Published 28/05/2015

Under investigation: The image of Fifa has been hit again by allegations of fraud and bribery
Under investigation: The image of Fifa has been hit again by allegations of fraud and bribery

Rackateering, fraud and money laundering involving tens of millions of dollars.

Over 24 years.

Note: This is not a charge sheet against members of the Mafia.

It's another mob entirely being accused of corruption on a mass scale by US Prosecutors.

And who do they belong to? You've got it in one... Fifa...world football's governing body... supposed protectors of our beloved game!

Early yesterday morning in dawn raids, seven high ranking officials were arrested in a luxury Swiss hotel following an FBI investigation.

Some of them used bed sheets to shield themselves from public view.

One more cover up for the road.

It's been alleged that over $150 million, or £97 million in our money, was stolen away by these people.

Hours later, the Swiss authorities launched their own criminal inquiry into the bidding process for the 2018 and 2022 World Cups, with police raiding Fifa's headquarters in Zurich and seizing electronic evidence.

All told, as of yesterday, 14 people had been indicted.

You couldn't make this stuff up, though there are some in Fifa who would no doubt prefer to sweep it under a carpet.

The thing is there's no room left with all the muck already there.

Just when you thought the image of Fifa couldn't get any worse, officials, appointed or elected to represent all that is good and proper about football, had dragged it through the gutter once again.

Isn't football the people's game?

Well, we want it back.

It's the sport we cherish, the sport that brings out more emotion in most of us than any other, the sport that can make our hearts fill with joy when our teams win and the sport that can break them with pain when our teams lose, though even then there's always hope for the next match.

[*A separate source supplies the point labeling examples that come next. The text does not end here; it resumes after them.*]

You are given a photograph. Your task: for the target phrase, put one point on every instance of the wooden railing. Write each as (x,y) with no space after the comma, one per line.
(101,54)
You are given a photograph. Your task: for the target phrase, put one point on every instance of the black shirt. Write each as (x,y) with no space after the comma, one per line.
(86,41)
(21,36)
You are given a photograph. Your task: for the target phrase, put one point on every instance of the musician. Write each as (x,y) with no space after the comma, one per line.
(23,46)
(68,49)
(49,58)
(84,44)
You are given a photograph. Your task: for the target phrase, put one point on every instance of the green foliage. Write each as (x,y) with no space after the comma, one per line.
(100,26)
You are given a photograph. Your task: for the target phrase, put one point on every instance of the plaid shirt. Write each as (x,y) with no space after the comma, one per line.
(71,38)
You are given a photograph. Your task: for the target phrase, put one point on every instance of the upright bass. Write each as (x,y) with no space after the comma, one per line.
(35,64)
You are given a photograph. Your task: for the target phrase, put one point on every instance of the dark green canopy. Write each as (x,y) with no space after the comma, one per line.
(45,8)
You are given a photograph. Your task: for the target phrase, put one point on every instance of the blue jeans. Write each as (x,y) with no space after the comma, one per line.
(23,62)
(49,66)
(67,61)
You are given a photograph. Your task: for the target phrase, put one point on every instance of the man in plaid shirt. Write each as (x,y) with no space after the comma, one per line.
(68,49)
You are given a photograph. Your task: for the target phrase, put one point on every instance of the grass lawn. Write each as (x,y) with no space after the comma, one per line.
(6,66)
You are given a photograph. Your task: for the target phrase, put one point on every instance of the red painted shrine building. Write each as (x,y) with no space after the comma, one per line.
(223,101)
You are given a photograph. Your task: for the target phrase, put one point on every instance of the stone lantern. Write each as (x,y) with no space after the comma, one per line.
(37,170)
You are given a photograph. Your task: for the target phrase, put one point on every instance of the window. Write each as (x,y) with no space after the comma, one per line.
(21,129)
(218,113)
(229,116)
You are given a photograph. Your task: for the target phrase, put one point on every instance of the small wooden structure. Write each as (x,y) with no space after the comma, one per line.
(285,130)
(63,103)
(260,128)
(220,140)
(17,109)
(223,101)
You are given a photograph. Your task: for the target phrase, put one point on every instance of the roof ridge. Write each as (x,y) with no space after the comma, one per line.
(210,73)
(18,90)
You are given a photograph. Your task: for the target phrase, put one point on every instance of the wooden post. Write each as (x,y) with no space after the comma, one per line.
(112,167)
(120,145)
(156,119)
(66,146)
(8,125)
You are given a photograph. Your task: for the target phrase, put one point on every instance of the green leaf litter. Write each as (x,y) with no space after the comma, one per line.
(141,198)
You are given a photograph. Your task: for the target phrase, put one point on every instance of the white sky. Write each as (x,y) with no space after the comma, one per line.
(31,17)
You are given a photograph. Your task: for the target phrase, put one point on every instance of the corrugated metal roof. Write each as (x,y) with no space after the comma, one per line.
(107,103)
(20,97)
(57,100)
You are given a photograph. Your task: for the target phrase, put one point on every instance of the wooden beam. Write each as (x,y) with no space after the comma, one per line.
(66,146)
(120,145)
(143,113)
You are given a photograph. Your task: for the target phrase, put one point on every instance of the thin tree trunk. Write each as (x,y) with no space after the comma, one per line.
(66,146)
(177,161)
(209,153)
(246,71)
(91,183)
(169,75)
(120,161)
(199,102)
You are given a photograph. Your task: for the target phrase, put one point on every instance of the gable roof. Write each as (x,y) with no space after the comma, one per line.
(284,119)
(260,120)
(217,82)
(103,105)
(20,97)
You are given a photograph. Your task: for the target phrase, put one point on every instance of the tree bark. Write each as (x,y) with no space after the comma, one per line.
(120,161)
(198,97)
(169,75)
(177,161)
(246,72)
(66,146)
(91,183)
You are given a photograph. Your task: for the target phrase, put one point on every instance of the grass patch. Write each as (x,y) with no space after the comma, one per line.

It's also the sport that we play with our kids. When they run around with smiles on their faces having scored the goal to win the World Cup.

It is called the beautiful game for a reason.

It shouldn't be rotten and dirty and grubby and evil, but that's what some Fifa officials make it.

And they have been getting away with it for too long... 24 years in some cases clearly.

No more. That carpet I mentioned... yesterday when those arrests were made there was almost something noble about seeing the rug being swept from under them.

Finally, and let's be thankful for this, there is something seriously being done about all these wrongdoings. Let's not stop now. I hope the authorities, from the US and elsewhere, continue to find the corrupt, the culprits and rip out the weeds in the garden.

Fifa president Sepp Blatter last night promised to do just that, describing yesterday's events as 'a difficult time for football'. Not difficult enough though for him to postpone tomorrow's election which is likely to see him win a FIFTH term in office.

Normally in football it is the boss who gets the chop when those under him aren't performing well.

Could some of the Fifa members led away by police yesterday, who Blatter incidentally has praised to high heaven in the past, performed much worse?

Yet Sepp, unless he has a dramatic change of mind and decides to resign, is all set to continue as president.

Surely the man, as figurehead of Fifa, has to take some responsibility for what has been going on in his organisation.

It will also be interesting to see what happens now with the 2018 World Cup in Russia and 2022 World Cup in Qatar.

Fifa say those countries will host as planned, but the final chapter of that controversial tale may not have been written just yet.

Northern Ireland play Qatar in a friendly in Crewe, of all places, on Sunday.

Expect a little more media interest in that game now.

What every decent person involved in football is interested in most is having trust in the people who run the sport. That is in short supply right now.

We can only hope that will change in the future.

Those dawn raids may be the new start we needed.